Anos atrás perguntei ao embaixador do Brasil na Irlanda, Stelio Amarante, por que aquele país tinha estradas tão ruins, apesar de ter um dos melhores sistemas educacionais do mundo. Ele respondeu: “Por isso!”. Fez pausa e continuou: “Deixaram para investir nas estradas depois da educação”. No Brasil, sempre que se propõe educação de qualidade vem a pergunta: “Onde encontrar o dinheiro necessário?”. Para respondê-la, o relator de uma comissão do Senado, presidida pela senadora Ângela Portela, concluiu seu trabalho, ainda não debatido pelos senadores, mostrando que o Brasil dispõe dos recursos necessários.

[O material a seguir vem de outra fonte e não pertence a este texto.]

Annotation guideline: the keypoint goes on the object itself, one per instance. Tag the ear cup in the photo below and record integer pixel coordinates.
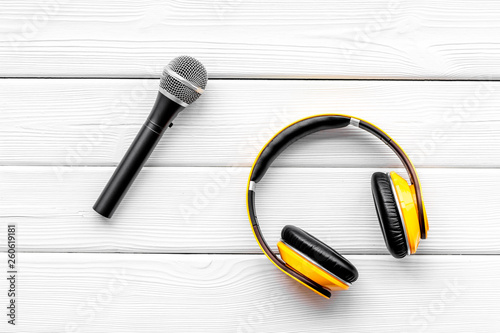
(389, 217)
(320, 253)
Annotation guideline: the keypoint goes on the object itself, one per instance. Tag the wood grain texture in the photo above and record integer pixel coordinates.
(93, 122)
(244, 293)
(281, 38)
(202, 210)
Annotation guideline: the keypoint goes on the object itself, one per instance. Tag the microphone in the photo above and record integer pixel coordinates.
(182, 82)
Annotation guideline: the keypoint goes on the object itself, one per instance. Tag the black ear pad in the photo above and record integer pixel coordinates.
(390, 220)
(319, 252)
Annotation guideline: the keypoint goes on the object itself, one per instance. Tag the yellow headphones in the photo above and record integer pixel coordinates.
(400, 210)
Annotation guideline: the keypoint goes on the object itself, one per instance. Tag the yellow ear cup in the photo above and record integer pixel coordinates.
(309, 269)
(406, 202)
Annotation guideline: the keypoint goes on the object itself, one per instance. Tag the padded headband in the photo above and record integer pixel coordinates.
(304, 127)
(291, 134)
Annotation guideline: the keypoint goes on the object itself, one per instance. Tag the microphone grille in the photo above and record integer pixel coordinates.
(188, 68)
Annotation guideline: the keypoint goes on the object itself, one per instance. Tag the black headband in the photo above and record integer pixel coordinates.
(291, 134)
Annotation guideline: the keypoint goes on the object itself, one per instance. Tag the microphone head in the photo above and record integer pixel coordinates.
(183, 80)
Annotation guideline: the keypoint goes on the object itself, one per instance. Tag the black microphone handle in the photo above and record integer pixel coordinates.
(161, 117)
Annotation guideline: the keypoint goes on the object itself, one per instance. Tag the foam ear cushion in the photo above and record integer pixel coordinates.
(390, 220)
(320, 253)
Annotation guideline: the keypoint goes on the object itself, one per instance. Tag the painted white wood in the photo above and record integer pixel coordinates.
(242, 293)
(93, 122)
(203, 210)
(234, 38)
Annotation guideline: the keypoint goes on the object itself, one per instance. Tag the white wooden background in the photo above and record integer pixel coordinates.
(79, 77)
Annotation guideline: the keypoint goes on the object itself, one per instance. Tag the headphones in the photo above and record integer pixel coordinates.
(400, 209)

A primeira parte do relatório calcula que para oferecer educação com a máxima qualidade, da pré-escola ao final do ensino médio, seria necessário investir, por ano, R$ 9,5 mil por aluno. Com esse valor seria possível atrair para e manter no magistério professores com salário mensal de R$ 9,5 mil, além de reconstruir e equipar todas as escolas com as melhores edificações e tecnologia da informação e comunicação, e funcionando em horário integral. Para os 52,3 milhões de alunos estimados para 2034, o custo total seria de R$ 496 bilhões anuais.

Assumindo uma taxa de crescimento do produto interno bruto (PIB) de 2% ao ano – a média, nos últimos 20 anos, foi de 3,1% –, em 2034 o Brasil precisará de 7,4% do PIB, valor menor que os 10% determinados por força do segundo Plano Nacional de Educação (PNE). Ainda sobrariam 2,6% (R$ 174,2 bilhões) para os demais setores da educação. Apenas 2,3% (R$ 154,1 bilhões) a mais que os 5,1% gastos atualmente.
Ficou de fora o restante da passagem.